Mise à part sortir mes lunettes fumées, mon premier rituel lorsque j’arrive dans ce coin de pays c’est de commander un verre de vin blanc. Certes, nous avons le bonheur de trouver quelques bouteilles au Canada, mais mettre les pieds sur cette terre baigner par le soleil ouvre un monde de possibilités. La gamme des cépages blancs qui se retrouvent généralement en assemblage en alliant fraîcheur et générosité est un des secrets les mieux gardés de la région. Citer un seul cépage serait injuste. Le grenache blanc est tout aussi intéressant que le bourboulenc, le vermentino, le picpoul ou la marsanne et la roussanne, pour en nommer que quelques-uns. Ceux-ci deviennent encore plus captivants lorsque vinifiés ensemble, le tout étant plus grand que la somme de ses parties. Pourtant, la clairette m’a complètement subjuguée lors de ma dernière excursion. Mettre les pieds dans un vignoble à Lirac sur lequel fleurissent des vignes non irriguées qui ont plus de 150 ans d’âge a sans aucun doute contribué à cette idylle. Ce trésor appartient au Château historique de Montfaucon. Malgré le climat sec et aride, la clairette murit tardivement et s’épanouit dans plusieurs autres coins du Rhône méridional. Les vins résultants sont munis d’une faible acidité et d’un taux d’alcool élevé. Cependant, l’amertume très agréable en fin de bouche ainsi que les notes de fleurs blanches et de fleurs d’oranger qui sont en symbioses avec les notes d’agrumes donnent une impression de fraicheur. Si vous avez la chance de mettre la main sur une bouteille de Vin de Madame la Comtesse de Montfaucon, achetez-la! Elle démontre les grandes qualités de la clairette et vous permettra de la repérer lorsqu’elle se retrouve dans un assemblage. Les vins sous l’appellation de Clairette de Bellegarde offrent une autre occasion de la découvrir.

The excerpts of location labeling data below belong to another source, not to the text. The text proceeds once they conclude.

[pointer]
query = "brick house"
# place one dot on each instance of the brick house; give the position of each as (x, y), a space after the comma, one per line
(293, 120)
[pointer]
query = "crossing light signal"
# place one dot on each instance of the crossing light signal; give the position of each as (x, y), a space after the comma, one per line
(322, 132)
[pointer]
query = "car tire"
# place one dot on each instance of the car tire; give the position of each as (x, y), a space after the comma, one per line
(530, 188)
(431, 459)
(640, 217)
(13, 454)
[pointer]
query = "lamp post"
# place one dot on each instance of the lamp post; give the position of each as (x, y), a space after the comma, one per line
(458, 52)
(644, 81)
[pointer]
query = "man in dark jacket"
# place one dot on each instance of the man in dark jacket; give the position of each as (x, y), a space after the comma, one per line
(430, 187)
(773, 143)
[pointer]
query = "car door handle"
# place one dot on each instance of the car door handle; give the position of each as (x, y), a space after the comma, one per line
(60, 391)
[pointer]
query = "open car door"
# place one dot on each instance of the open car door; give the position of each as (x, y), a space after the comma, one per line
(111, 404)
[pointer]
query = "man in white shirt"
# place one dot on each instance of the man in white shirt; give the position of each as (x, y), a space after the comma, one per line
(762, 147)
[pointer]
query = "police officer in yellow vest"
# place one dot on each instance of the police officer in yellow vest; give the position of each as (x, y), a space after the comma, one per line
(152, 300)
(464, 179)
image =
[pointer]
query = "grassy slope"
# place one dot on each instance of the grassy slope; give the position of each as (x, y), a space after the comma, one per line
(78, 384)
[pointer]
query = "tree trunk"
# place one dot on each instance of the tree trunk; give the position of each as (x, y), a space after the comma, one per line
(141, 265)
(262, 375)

Savourer d’excellents produits qui expriment la nature du terroir offre un plaisir incomparable. Une notion importante alors que nous sommes de plus en plus inondés par une proposition qui est de plus en plus homogène. Je lève mon verre particulièrement aux rosés de Tavel et de Lirac qui ont résisté à la tentation de suivre l’engouement généralisé de faire des vins pâles et légers. Même si chacune de ces appellations se distingue par des subtilités, elles partagent une couleur saumonée foncée avec un palet généreux aux arômes de pamplemousse rose et fruit rouge qui sont soutenus par des notes agréables de garrigues. Robustes et remplis de caractère, les vins de ces deux régions doivent s’apprécier à la table pour s’épanouir. Un steak tartare ou simplement une assiette garnie de pâtés et charcuteries feront sourire tout épicurien. Pour ceux qui aiment rapporter des souvenirs à la maison, ces bouteilles seront se bonifier de 3 à 5 ans. Rien de plus agréable que d’avoir l’impression de boire une dose de soleil en pleine journée d’hiver. L’odorat a ce pouvoir de transporter dans un lieu et d’évoquer de doux souvenirs…

Un amour inattendu, les collines bucoliques du Massif-D’Uchaux ont volé mon cœur il y a quelques mois. Cette région moins connue est un massif boisé qui couvre un total de 201 hectares de vignes. Le paysage est riche en faune et en flore et ses sols majoritairement calcaires et très caillouteux ainsi que sa richesse en grés silico-calcaire produit des vins rouges typés, soulignés par une fraicheur et une pointe de minéralité. Les vins reposent majoritairement sur le grenache noir (min 50%) et ce dernier a pour compagnon la syrah et le mourvèdre (min 20%). Alors que l’appellation de Côtes du Rhône Villages Massif-D’Uchaux AOC se décline qu’en rouge, plusieurs producteurs font d’excellents blancs et les embouteillent sous Côtes du Rhône AOC. Si vous avez la chance de vous rendre sur place, le Domaine de la Cabotte qui est en biodynamie est un incontournable. Sachez-le, il se peut que vous décidiez de ne plus revenir…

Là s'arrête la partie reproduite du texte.